VIOLENCE IN TWENTIETH-CENTURY RUSSIA AND EURASIA: EXPERIENCE, AFFECT, MEMORY, AND LEGACIES

June 19-20, 2015

Russian, East European, and Eurasian Center

University of Illinois at Urbana-Champaign

Organized by Harriet Murav, Mark Steinberg, and John Randolph

Co-Sponsored by: Fisher Forum Endowment; College of Liberal Arts and Sciences; Hewlett Foundation; Center for Advanced Study; Program in Jewish Studies; Initative in Holocaust, Genocide, and Memory Studies; Department of Slavic Languages and Literatures; Department of History; Program in Comparative and World Literature

In a poem dedicated to the memory of 19 June 1914, Anna Akhmatova wrote “we aged a hundred years and this / Happened in a single hour.” The twentieth century brought unprecedented violence to the European world, not least in the Russian Empire and the Soviet Union. The years 1914-1921, among the most bloody and destructive in Russia’s history, cannot be understood in isolation from the whole jagged landscape of violence – international wars, violent political force, national and revolutionary violence, ethnic and racial violence, interpersonal and domestic violence. Boundaries do not easily stand in violent conditions. Emancipatory and repressive violence mix and blur. Purposeful political and social struggles mix with “hooliganism” and commonplace human brutality.

And violence itself is only part of the story. The twentieth century, especially its first decades, saw a remarkable explosion of creativity in the arts, literature, science, politics, philosophy, and social organization, as well as extraordinary technological innovation and invention. Indeed, violence itself could be understood in radically different ways, including as creativity, even as actions in the name of life.
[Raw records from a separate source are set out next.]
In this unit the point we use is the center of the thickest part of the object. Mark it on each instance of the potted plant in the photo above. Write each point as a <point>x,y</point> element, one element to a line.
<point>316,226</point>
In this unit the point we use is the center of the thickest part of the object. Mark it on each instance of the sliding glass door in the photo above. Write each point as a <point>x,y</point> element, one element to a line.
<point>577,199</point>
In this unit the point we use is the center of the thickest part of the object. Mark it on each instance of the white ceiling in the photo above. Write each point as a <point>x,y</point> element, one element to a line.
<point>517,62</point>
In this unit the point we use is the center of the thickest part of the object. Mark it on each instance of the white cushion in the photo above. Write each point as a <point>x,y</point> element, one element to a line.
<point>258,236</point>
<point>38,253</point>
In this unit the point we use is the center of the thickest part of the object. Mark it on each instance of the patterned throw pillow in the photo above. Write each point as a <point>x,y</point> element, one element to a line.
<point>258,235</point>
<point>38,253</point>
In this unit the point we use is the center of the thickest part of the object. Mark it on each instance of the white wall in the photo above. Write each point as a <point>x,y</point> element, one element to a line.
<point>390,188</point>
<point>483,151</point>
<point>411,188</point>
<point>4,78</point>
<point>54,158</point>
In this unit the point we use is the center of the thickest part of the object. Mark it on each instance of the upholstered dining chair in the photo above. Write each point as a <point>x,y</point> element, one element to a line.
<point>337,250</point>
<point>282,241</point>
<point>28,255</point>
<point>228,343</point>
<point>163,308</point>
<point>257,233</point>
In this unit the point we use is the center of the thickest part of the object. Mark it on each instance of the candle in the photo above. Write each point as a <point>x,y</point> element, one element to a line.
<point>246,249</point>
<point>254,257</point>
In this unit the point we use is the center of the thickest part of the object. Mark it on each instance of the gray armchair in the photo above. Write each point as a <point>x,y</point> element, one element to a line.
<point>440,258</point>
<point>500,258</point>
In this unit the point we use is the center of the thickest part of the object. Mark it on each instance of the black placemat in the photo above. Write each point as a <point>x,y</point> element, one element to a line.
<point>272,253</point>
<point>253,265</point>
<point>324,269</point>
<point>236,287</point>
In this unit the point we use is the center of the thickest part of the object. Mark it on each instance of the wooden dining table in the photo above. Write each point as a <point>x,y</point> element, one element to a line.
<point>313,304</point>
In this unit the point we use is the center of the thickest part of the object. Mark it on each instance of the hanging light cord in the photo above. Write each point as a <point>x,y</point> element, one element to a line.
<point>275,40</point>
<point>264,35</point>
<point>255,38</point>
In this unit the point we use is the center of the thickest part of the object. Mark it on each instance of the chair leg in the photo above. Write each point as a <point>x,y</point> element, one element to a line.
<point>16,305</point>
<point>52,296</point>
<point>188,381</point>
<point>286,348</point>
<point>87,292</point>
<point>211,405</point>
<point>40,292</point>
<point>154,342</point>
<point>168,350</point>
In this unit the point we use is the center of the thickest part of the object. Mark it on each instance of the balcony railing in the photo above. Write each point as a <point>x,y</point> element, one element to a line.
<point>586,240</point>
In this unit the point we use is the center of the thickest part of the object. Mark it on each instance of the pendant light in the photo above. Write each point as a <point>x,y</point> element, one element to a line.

The 2015 Fisher Forum will examine the immediacy, effects, and refractions of violence in Russia and Eurasia (defined as the spaces occupied by the Russian Empire and the Soviet Union) from perspective across disciplines. Papers will also engage the question of how to interpret and theorize violence, as practice, as experience, as legacy. Indeed, while our focus is on the past, we cannot ignore lasting effects and persistent meanings, including for our own time.